The bill signed by President Barack Obama on January 2, 2011, that provided free medical treatment and compensation to the first responders of the September 11, 2001, terrorist attack was named after the first rescuer to die from inhaling dust at ground zero, Detective James Zadroga. However, the man who the New York Times said “played a leading role in bringing attention to the medical needs of thousands” of rescue workers and getting Congress to allocate $4.3 billion to provide medical care to those responders like Zadroga, Dr. Stephen M. Levin, died from cancer on February 7, 2012. He was 70 years old.

After spending more than a decade as a general practitioner in Pottstown, Pennsylvania, he joined the Irving J. Selikoff Center for Occupational and Environmental Medicine at the Mount Sinai School of Medicine in Manhattan in 1979. He was named a co-director of the center in 1987, with the Times noting that he served as many as 4,000 patients a year.

Just days after the terrorist attack, Dr. Levin and his staff began planning for a clinic that could provide comprehensive examinations for responders. A 2004 study by the clinic showed that within 48 hours of the attack, nearly 90 percent of the 10,116 firefighters and other responders reporting an acute cough. The Times noted that “was just a hint of what the workers faced,” with their exposure to trillions of microscopic shards of glass and to carcinogens like dioxin and asbestos, one of the primary causes of mesothelioma.

“I’m not saying we’ll see a huge wave of cancers in 20 years, but I know the rate won’t be zero,” Dr. Levin warned in 2003. “The point is not to count statistics, but to plug the people who need it into care and to detect the diseases as early as possible, when we still might have a shot at curing them.”

The New York Committee for Occupational Safety and Health (NYCOSH) said Dr. Levin was “first and foremost an advocate for health of workers in the broadest sense. He devoted his life and extraordinary talents not only to ensuring that workers who contracted occupational diseases got the best possible treatment, but to preventing workers from being exposed to the conditions that caused the illnesses. He saw the fight for higher wages, better working conditions shorter hours, education, transportation and housing as part of the struggle for the health of the working class as a whole.”

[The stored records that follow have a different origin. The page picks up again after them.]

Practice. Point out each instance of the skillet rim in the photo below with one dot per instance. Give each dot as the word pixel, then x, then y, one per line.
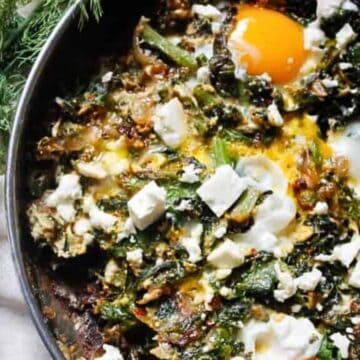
pixel 11 180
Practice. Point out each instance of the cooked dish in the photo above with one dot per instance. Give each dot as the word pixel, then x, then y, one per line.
pixel 212 177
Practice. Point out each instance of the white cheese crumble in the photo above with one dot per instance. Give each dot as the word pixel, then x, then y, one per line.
pixel 190 174
pixel 206 11
pixel 169 122
pixel 135 257
pixel 274 116
pixel 111 269
pixel 309 280
pixel 92 170
pixel 111 353
pixel 220 232
pixel 329 83
pixel 342 343
pixel 99 219
pixel 128 229
pixel 345 36
pixel 227 255
pixel 321 208
pixel 283 337
pixel 191 241
pixel 345 253
pixel 354 279
pixel 222 189
pixel 286 287
pixel 63 197
pixel 147 206
pixel 107 77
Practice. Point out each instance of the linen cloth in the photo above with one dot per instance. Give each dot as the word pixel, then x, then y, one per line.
pixel 19 339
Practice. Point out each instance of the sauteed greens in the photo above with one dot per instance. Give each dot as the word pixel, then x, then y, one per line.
pixel 213 174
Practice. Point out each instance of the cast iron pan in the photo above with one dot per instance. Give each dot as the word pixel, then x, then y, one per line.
pixel 69 59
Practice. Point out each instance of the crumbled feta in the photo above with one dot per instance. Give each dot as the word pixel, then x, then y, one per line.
pixel 227 255
pixel 191 241
pixel 354 279
pixel 99 219
pixel 147 206
pixel 345 66
pixel 222 189
pixel 274 116
pixel 309 280
pixel 283 337
pixel 63 197
pixel 321 208
pixel 106 78
pixel 314 37
pixel 92 170
pixel 342 343
pixel 203 74
pixel 329 83
pixel 222 274
pixel 184 205
pixel 111 269
pixel 128 229
pixel 135 257
pixel 345 253
pixel 206 11
pixel 169 122
pixel 286 287
pixel 111 353
pixel 327 8
pixel 345 36
pixel 190 174
pixel 82 226
pixel 225 291
pixel 220 232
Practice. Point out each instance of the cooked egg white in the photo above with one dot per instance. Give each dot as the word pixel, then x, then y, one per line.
pixel 346 143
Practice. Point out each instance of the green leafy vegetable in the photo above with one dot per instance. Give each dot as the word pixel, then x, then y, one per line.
pixel 175 53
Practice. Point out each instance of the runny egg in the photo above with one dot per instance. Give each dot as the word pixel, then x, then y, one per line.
pixel 267 41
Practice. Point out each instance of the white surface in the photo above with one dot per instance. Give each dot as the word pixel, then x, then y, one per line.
pixel 18 337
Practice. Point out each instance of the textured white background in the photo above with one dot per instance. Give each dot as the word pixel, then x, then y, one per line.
pixel 19 339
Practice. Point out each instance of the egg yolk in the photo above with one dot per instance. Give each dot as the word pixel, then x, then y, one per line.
pixel 266 41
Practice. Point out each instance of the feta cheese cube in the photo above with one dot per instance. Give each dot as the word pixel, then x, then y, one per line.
pixel 190 174
pixel 63 197
pixel 309 280
pixel 98 218
pixel 147 206
pixel 222 190
pixel 111 353
pixel 169 123
pixel 342 343
pixel 274 115
pixel 206 11
pixel 227 255
pixel 135 257
pixel 354 279
pixel 345 36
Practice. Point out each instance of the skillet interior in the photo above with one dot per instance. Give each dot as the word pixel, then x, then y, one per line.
pixel 69 59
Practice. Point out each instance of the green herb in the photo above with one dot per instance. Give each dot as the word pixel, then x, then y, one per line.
pixel 221 154
pixel 21 39
pixel 259 280
pixel 328 351
pixel 175 53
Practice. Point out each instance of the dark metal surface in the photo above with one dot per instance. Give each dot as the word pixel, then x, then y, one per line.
pixel 68 57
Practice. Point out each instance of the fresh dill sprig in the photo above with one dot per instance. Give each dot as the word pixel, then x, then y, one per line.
pixel 21 39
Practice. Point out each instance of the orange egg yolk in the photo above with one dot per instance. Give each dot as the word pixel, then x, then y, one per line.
pixel 266 41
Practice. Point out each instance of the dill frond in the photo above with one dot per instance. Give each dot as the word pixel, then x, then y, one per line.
pixel 21 40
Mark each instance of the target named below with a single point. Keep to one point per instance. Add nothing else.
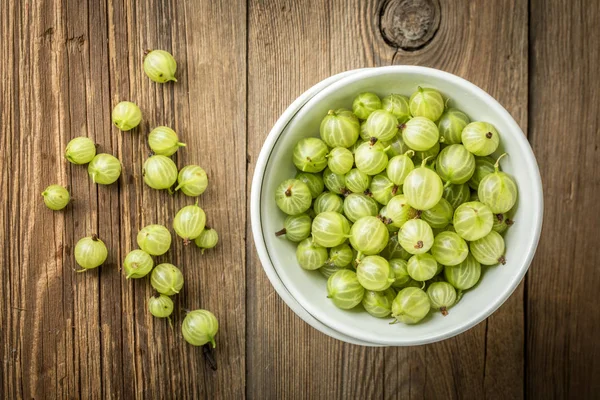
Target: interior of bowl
(497, 283)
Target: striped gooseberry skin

The Asbestos Disease Awareness Organization, which put together the video above, said Levin was “an amazing scientist, caring doctor, hero to workers, and friend. Dr. Levin was a founding ADAO Science Advisory Board Member whose contributions not only to our organization, but to our communities, were truly immeasurable. A frequent ADAO conference speaker, Dr. Levin’s tireless work can be seen, heard, read and felt everywhere. As Maya Angelou said, ‘I’ve learned that people will forget what you said, people will forget what you did, but people will never forget how you made them feel.’ Dr. Levin will be missed, but never forgotten.”

Our Dallas litigation lawyers express both our admiration for the impact Levin had on so many lives as well as condolences to his family. “The number of workers whose health he protected is in the tens of thousands,” Dr. Philip J. Landrigan, chairman of the department of preventive medicine at Mount Sinai, told the Times. “These include those whom he treated directly, but also those he protected through his advocacy and research findings.”